If you select any sketch field in a query, it is automatically converted into a base-64 encoded string and surrounded with an extra set of double quotes. These are then escaped as '\"' in the result set. The quick and dirty way to remove those is with sed.

Here is the complete command line:

curl -XPOST -H "Content-Type: application/json" http://localhost:8888/druid/v2/sql/ -d'{ "query": "SELECT __time AS t_hour, channel, __count, hll_user, theta_user FROM \"wikipedia-rollup-00\"" }' | jq -c '.[]' | sed -e 's/\\\"//g' >wikipedia-rollup-00.json

Ingesting the sketches back into Druid

In order to convert the base-64 strings back into binary sketches, we need to employ a few special options.

Here is the ingestion spec:

{
  "type": "index_parallel",
  "spec": {
    "ioConfig": {
      "type": "index_parallel",
      "inputSource": {
        "type": "local",
        "baseDir": "/Users/hellmarbecker/meetup-talks/talaria-sketches",
        "filter": "wikipedia-rollup-00.json"
      },
      "inputFormat": {
        "type": "json"
      }
    },
    "tuningConfig": {
      "type": "index_parallel",
      "partitionsSpec": {
        "type": "hashed"
      },
      "forceGuaranteedRollup": true
    },
    "dataSchema": {
      "dataSource": "wikipedia-rollup-01",
      "timestampSpec": {
        "column": "t_hour",
        "format": "auto"
      },
      "transformSpec": {},
      "dimensionsSpec": {
        "dimensions": [
          "channel"
        ]
      },
      "granularitySpec": {
        "queryGranularity": "hour",
        "rollup": true,
        "segmentGranularity": "day"
      },
      "metricsSpec": [
        {
          "name": "__count",
          "type": "longSum",
          "fieldName": "__count"
        },
        {
          "name": "theta_user",
          "type": "thetaSketch",
          "fieldName": "theta_user",
          "isInputThetaSketch": true
        },
        {
          "name": "hll_user",
          "type": "HLLSketchMerge",
          "fieldName": "hll_user"
        }
      ]
    }
  }
}

Note how the fact that we are ingesting pregenerated sketches is expressed differently, depending on the type of sketch.

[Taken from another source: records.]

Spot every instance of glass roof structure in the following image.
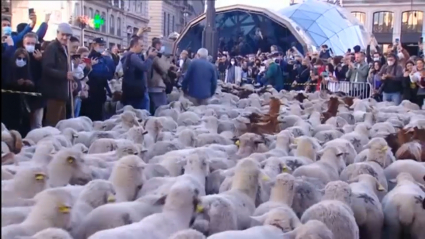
[277,0,370,55]
[174,4,313,55]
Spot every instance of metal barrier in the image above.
[321,81,373,99]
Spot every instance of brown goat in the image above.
[242,98,281,134]
[322,97,341,124]
[294,92,308,103]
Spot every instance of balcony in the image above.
[341,0,424,4]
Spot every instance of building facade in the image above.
[7,0,149,48]
[146,0,205,46]
[342,0,425,45]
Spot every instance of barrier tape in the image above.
[1,89,41,96]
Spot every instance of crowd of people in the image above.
[2,14,425,138]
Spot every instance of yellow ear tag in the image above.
[107,194,115,202]
[35,173,44,181]
[59,206,71,213]
[382,146,388,152]
[67,157,74,163]
[196,204,204,213]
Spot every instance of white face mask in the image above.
[16,59,27,67]
[25,45,35,53]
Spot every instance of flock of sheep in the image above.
[1,82,425,239]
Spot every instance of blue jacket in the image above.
[1,43,15,85]
[121,52,152,100]
[87,51,115,99]
[182,59,217,99]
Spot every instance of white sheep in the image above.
[384,159,425,190]
[72,195,166,239]
[382,173,425,239]
[168,229,206,239]
[292,146,345,184]
[348,174,385,239]
[301,181,359,239]
[89,183,199,239]
[1,189,73,239]
[109,155,146,202]
[71,179,116,228]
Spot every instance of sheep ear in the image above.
[388,178,397,183]
[154,195,167,205]
[250,213,267,225]
[66,157,75,164]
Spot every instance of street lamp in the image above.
[202,0,218,62]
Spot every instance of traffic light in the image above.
[93,14,105,29]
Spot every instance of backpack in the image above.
[122,53,146,99]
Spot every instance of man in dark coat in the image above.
[81,37,115,121]
[40,23,74,127]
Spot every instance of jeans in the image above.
[382,92,401,105]
[31,108,44,130]
[74,97,81,117]
[149,92,167,115]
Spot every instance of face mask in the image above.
[25,45,35,53]
[94,47,105,53]
[3,27,12,36]
[16,59,27,67]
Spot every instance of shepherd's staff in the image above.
[67,40,75,118]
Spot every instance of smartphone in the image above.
[83,58,91,64]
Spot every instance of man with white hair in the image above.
[182,48,217,105]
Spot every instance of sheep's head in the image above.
[163,182,200,214]
[365,138,390,167]
[12,167,49,198]
[237,133,268,156]
[120,111,139,128]
[31,188,74,229]
[347,174,386,193]
[323,181,352,204]
[276,130,294,147]
[79,179,116,208]
[184,152,210,176]
[47,148,92,187]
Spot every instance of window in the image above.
[93,10,100,31]
[401,11,424,33]
[101,12,107,33]
[166,13,170,37]
[117,18,121,36]
[162,12,167,37]
[372,12,394,34]
[351,12,366,25]
[71,3,80,26]
[109,15,115,35]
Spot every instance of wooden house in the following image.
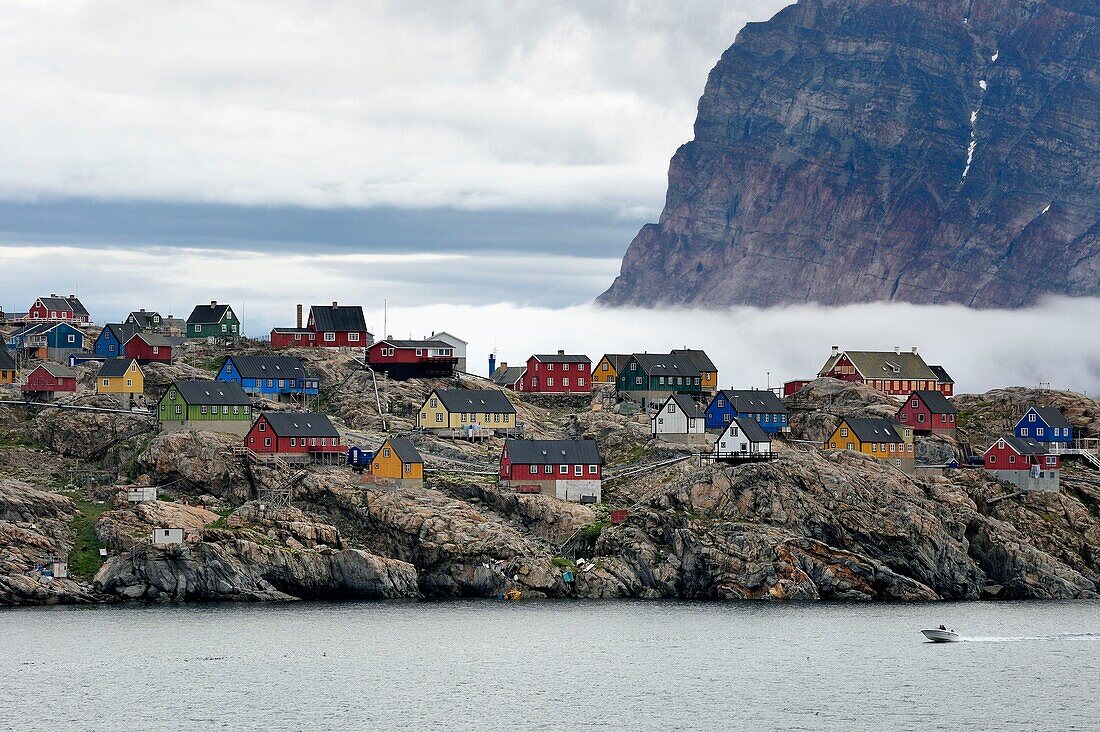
[897,389,959,435]
[184,301,241,340]
[8,323,85,362]
[215,356,321,402]
[244,412,344,463]
[366,338,459,381]
[518,351,592,394]
[712,417,777,463]
[21,363,76,398]
[650,394,706,443]
[91,323,142,359]
[26,294,91,323]
[0,346,19,384]
[96,359,145,406]
[824,417,916,474]
[499,439,604,503]
[125,332,177,363]
[706,389,790,435]
[156,380,252,436]
[416,389,517,433]
[617,353,703,408]
[672,348,718,396]
[817,346,955,397]
[1013,406,1074,449]
[592,353,630,384]
[364,437,424,488]
[983,433,1062,491]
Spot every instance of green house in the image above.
[187,301,241,339]
[156,380,252,435]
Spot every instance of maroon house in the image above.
[244,412,344,462]
[518,351,592,394]
[898,389,959,435]
[272,301,374,348]
[125,332,175,363]
[21,363,76,396]
[366,338,459,381]
[26,295,91,323]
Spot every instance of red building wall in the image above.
[519,356,592,394]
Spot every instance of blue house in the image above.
[216,356,320,402]
[706,389,788,435]
[91,323,142,359]
[1014,406,1074,444]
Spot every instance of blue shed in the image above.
[706,389,788,435]
[1014,406,1074,444]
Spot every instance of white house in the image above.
[714,417,774,462]
[650,394,706,443]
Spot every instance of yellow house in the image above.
[416,389,516,429]
[96,359,145,398]
[824,417,916,470]
[0,343,19,384]
[371,437,424,480]
[592,353,630,384]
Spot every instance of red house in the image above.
[124,332,175,363]
[244,412,344,462]
[21,363,76,396]
[519,351,592,394]
[898,389,959,435]
[499,439,604,503]
[26,295,91,323]
[985,435,1062,491]
[366,338,459,381]
[272,301,373,348]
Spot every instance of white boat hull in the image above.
[921,627,959,643]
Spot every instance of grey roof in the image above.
[715,389,787,414]
[531,353,592,363]
[99,323,142,343]
[913,389,959,414]
[661,392,706,419]
[504,439,604,466]
[844,417,904,443]
[633,353,700,379]
[0,345,17,371]
[672,348,718,373]
[97,359,134,378]
[429,389,516,414]
[172,380,252,406]
[261,412,340,437]
[491,367,527,386]
[986,435,1047,455]
[378,437,424,462]
[222,356,308,379]
[309,305,366,332]
[187,305,229,326]
[1021,406,1073,427]
[734,417,771,443]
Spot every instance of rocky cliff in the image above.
[600,0,1100,307]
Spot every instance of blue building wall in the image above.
[706,392,788,435]
[1014,409,1074,443]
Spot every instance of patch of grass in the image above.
[65,492,112,580]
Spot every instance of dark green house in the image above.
[156,380,252,436]
[187,301,241,340]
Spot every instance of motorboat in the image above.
[921,625,959,643]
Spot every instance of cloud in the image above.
[0,0,785,215]
[0,247,1100,394]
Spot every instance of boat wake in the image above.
[957,633,1100,643]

For HLL, we specify type HLLSketchMerge, but for theta sketches it is an extra flag isInputThetaSketch that we have to set.

Run the same query as before but against the new datasource:

Query against re-ingested data

Within rounding error, the resulting table gives the same query results as the original. Nice.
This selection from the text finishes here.